Amendment to Energy Efficiency Bill Could Save Up to $3 Billion
The federal government is not on pace to reduce the number of federal data centers from 3,000 to fewer than 2,000 by 2015, a goal set by a consolidation effort aimed to reduce government waste and save roughly $3 billion in taxpayer dollars. Senators Michael Bennet (D-CO) and Tom Coburn (R-OK) are pushing a bipartisan proposal to help the government meet this goal by setting hard deadlines and requiring inventory and consolidation plans, since some agencies have been slow to act.
The senators filed an amendment to the Energy Savings and Industrial Competitiveness Act of 2013 (S.1392) currently being debated on the Senate floor.

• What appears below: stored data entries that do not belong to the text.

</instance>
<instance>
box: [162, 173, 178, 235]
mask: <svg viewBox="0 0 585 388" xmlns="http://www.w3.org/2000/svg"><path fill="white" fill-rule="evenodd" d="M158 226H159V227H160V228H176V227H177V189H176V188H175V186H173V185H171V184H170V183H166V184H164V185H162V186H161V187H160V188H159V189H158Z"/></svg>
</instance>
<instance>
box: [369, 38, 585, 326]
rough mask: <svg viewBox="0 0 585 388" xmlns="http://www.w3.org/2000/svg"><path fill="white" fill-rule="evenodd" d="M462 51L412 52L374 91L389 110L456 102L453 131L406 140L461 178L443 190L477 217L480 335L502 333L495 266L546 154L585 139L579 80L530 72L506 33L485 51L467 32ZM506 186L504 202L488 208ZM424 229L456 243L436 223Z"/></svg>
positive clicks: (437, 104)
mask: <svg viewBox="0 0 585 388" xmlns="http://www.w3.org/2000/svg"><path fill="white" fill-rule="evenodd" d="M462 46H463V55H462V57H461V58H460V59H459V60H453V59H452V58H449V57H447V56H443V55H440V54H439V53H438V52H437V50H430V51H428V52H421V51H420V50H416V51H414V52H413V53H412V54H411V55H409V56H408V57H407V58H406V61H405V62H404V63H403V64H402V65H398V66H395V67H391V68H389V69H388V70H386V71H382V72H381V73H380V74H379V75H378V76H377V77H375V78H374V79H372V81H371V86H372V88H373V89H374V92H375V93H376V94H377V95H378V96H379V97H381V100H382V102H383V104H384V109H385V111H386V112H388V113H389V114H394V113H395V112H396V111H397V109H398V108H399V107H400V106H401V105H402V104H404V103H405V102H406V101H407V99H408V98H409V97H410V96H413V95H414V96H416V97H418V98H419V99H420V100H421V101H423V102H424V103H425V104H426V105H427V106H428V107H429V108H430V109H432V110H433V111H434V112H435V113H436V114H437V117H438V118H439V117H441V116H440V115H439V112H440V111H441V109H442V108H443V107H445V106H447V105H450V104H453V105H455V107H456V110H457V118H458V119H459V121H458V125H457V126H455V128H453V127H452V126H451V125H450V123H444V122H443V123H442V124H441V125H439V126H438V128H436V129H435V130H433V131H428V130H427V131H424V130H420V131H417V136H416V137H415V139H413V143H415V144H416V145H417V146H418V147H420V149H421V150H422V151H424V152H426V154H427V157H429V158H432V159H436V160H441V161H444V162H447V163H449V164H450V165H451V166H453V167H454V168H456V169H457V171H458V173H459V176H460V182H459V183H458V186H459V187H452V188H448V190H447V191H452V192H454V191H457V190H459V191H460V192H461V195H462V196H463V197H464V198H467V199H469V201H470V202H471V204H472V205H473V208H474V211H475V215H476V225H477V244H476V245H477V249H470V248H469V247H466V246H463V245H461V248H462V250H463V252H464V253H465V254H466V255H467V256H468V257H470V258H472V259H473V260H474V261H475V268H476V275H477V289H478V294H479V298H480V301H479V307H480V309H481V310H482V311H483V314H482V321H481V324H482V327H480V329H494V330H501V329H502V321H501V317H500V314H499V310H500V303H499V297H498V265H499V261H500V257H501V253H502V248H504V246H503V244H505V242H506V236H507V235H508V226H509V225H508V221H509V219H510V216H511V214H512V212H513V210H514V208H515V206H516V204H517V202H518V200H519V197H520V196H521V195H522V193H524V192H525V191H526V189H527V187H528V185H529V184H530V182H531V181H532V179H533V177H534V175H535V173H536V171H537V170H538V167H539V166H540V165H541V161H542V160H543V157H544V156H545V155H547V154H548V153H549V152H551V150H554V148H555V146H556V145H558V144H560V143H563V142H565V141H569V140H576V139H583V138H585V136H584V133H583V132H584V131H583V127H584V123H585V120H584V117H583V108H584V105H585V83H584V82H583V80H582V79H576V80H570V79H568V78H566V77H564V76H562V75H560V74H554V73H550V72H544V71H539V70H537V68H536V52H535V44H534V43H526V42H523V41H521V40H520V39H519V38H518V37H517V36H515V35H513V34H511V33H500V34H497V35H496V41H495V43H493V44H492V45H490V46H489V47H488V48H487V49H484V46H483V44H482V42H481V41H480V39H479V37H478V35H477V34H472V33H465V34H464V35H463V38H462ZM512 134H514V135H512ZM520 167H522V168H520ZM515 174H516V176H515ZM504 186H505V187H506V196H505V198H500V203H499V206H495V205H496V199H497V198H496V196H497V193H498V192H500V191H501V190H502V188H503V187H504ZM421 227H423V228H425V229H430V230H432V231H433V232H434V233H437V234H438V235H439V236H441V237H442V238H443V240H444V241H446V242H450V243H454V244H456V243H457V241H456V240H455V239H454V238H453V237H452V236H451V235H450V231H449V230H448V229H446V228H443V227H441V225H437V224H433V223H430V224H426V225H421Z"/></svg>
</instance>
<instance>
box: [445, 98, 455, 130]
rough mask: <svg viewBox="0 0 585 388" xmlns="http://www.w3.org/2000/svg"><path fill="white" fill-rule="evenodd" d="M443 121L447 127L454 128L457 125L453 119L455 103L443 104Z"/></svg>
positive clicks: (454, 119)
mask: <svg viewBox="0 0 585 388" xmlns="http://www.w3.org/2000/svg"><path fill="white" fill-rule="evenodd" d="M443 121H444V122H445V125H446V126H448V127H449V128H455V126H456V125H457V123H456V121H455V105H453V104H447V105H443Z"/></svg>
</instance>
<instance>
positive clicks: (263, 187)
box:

“This proposal is one commonsense way that the federal government can help reduce the deficit and in the process cut its energy consumption,” Bennet said. “The administration has already identified this plan as a way to more efficiently use taxpayer dollars, but some agencies have been dragging their feet. It’s time to move forward and get the job done.”
“This bipartisan amendment makes the federal government more efficient by closing duplicative data centers that waste energy and scarce taxpayer dollars,” Dr. Coburn said.
Federal agencies have been instructed to develop consolidation plans under the administration’s Federal Data Center Consolidation Initiative (FDCCI), which would save up to $3 billion according to the Government Accountability Office (GAO). However, a number of agencies have been slow to begin to implement the plans – or, in some cases, to even take stock of the total number of centers they currently manage.
Under the FDCCI, the federal government committed to shut down at least 1,100 of the nearly 3,000 known data centers it owns and operates. Analysis completed by the GAO and the Administration determined that this could save close to $3 billion by 2015, with additional savings in the years beyond. However, the GAO has also found that implementation of the initiative has been delayed because a number of agencies have failed to complete a full inventory of existing data centers or develop a comprehensive consolidation plan.
The Bennet-Coburn amendment would require participating federal agencies to submit a complete data center inventory and consolidation plan, which must include a timeline for implementation and cost-savings estimates, to the Office of Management and Budget by hard deadlines next year. Participating agencies must also submit annual updates on their progress for the next five years. In addition, the law would require an Inspector General review at each agency to ensure that the data center inventory is thorough, direct OMB to update Congress on cost savings realized to date, and ensure that GAO continue its annual reviews.
The GAO has publicly argued that legislation is needed to ensure that agencies move more decisively to close down unnecessary data centers. Senators Bennet and Coburn have worked closely with OMB and GAO to ensure that this legislation will help strengthen the initiative and achieve meaningful savings.